Investigation of keyboard digraphs informational parameters for keystroke-based identification tasks of computer networks users
DOI:
https://doi.org/10.30837/rt.2020.2.201.19Keywords:
information security, authentication, keystroke, keystroke digraph, multi-factor classification, random forest classifierAbstract
The accuracy of keystroke based authentication methods for computer networks users is determined by a number of factors, the main of which are: user classification algorithm, number of experiment participants with different keystroke experience, method of data entry and hardware platform on which authentication systems testing is performed.

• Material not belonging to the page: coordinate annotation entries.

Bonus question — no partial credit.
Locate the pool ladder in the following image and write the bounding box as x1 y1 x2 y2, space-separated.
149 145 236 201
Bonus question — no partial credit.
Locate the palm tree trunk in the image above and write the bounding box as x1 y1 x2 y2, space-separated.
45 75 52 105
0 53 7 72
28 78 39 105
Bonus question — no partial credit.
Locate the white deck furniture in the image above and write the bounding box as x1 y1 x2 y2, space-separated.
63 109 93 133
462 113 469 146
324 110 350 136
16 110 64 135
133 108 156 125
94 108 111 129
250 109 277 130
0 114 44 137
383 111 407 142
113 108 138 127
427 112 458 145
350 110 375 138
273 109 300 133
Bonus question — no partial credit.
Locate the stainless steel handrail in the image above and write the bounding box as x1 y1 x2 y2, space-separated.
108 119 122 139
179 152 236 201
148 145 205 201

Another very important factor, namely, the kind of timing features of keystorke, on the basis of which user profiles are built, is very often not taken into account.
In the first part of the work the different timing features of keystroke are analyzed. Three main classes are identified: timing features of keyboard monographs, timing features of consecutive keyboard events and integral features of typing. Given the accuracy of authentication and the required volume of training and authentication samples, 4 timing features of keyboard monographs (2 absolute and 2 relative) and 15 timing features of keyboard digraphs (3 absolute and 12 relative) were selected as experimental informative parameters of keystroke.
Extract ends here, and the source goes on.